Si nuestro estado adapta las cosas a sí mismo y las transforma según él, entonces no sabemos cómo
son las cosas de verdad, ya que todo llega a nosotros falsificado y alterado por nuestros sentidos.

Para juzgar de las apariencias de los objetos que recibimos, necesitamos de un instrumento atinado,
para comprobar ese instrumento necesitamos demostración, para comprender la demostración, de
un instrumento: estamos en un círculo vicioso. Puesto que los sentidos no pueden cortar nuestra
disputa por ser ellos inseguros, es necesario que lo haga la razón. Sin embargo, ninguna razón se
establecerá sin otra razón, y se vuelve al infinito. Nuestro pensamiento no se aplaca a las cosas
objetivas sino que surge mediante la intervención de los sentidos, y los sentidos no comprenden el
objeto tal como es, sino solo sus propias sensaciones, por lo que la idea y apariencia no es del
objeto sino solo de la sensación padecida por el sentido, y sensación y objeto son cosas distintas.

El autor concluye que no hay ninguna existencia constante; ni de nuestro ser, ni del de los objetos.
Nosotros y nuestro juicio y todas las cosas mortales van fluyendo y rondando sin cesar. Así, nada
puede establecerse seguro ni del uno ni del otro.

No tenemos comunicación alguna con el ser, porque toda naturaleza humana está siempre en medio
entre el nacer y el morir sin dar de sí más que una sombra. Así, estando las cosas sujetas a sufrir un
cambio tras otro, la razón al buscar en ellas una subsistencia real, queda decepcionada por no poder
aprehender nada que subsista y permanezca, porque todo, o bien va hacia el ser y aun no es algo del
todo, o bien comienza a morir antes de haber nacido. De manera que lo que empieza a nacer jamás
llega a la perfección del ser, pues este nacer no termina jamás, sino que desde la semilla va siempre
cambiando y transformándose de uno en otro.

Lo único que verdaderamente es, es lo eterno, lo que jamás tuvo nacimiento, ni tendrá jamás
muerte, aquello en lo que el tiempo jamás provoca cambio alguno.
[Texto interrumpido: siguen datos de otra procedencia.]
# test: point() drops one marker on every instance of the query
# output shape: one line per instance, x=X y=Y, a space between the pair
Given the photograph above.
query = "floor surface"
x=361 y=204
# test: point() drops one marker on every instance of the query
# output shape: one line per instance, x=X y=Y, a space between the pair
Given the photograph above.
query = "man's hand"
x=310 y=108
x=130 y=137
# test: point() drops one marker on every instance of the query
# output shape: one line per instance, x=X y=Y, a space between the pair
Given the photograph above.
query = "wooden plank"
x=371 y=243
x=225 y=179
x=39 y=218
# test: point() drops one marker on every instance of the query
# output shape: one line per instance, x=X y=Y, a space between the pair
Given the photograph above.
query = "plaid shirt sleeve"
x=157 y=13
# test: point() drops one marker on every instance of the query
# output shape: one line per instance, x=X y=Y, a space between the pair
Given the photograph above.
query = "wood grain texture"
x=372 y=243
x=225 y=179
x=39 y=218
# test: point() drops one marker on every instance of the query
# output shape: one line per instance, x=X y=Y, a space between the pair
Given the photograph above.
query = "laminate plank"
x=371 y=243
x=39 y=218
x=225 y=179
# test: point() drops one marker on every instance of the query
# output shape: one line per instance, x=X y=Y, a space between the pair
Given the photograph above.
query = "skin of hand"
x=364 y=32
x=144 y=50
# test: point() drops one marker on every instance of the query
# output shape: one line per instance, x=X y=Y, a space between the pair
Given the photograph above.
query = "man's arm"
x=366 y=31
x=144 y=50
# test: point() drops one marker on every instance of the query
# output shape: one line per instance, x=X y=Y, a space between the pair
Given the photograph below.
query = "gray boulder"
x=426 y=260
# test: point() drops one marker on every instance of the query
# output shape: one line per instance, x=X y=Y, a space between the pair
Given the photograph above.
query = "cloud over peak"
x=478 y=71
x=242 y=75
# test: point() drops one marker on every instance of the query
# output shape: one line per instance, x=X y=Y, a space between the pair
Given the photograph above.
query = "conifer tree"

Pues el tiempo es cosa móvil, y
que aparece como en sombre, con la materia siempre fluyendo y corriendo, sin jamás quedarse
estable y permanente. Por lo que sería un pecado decir que Dios es el único que es, que fue o que
será. Pues estos términos son cambios de lo que no puede durar, ni conservar el ser. Así, se
concluye que solo Dios es, no según una medida del tiempo, sino según una eternidad inmutable e
inmóvil, no medida por el tiempo ni sujeta a cambio alguno.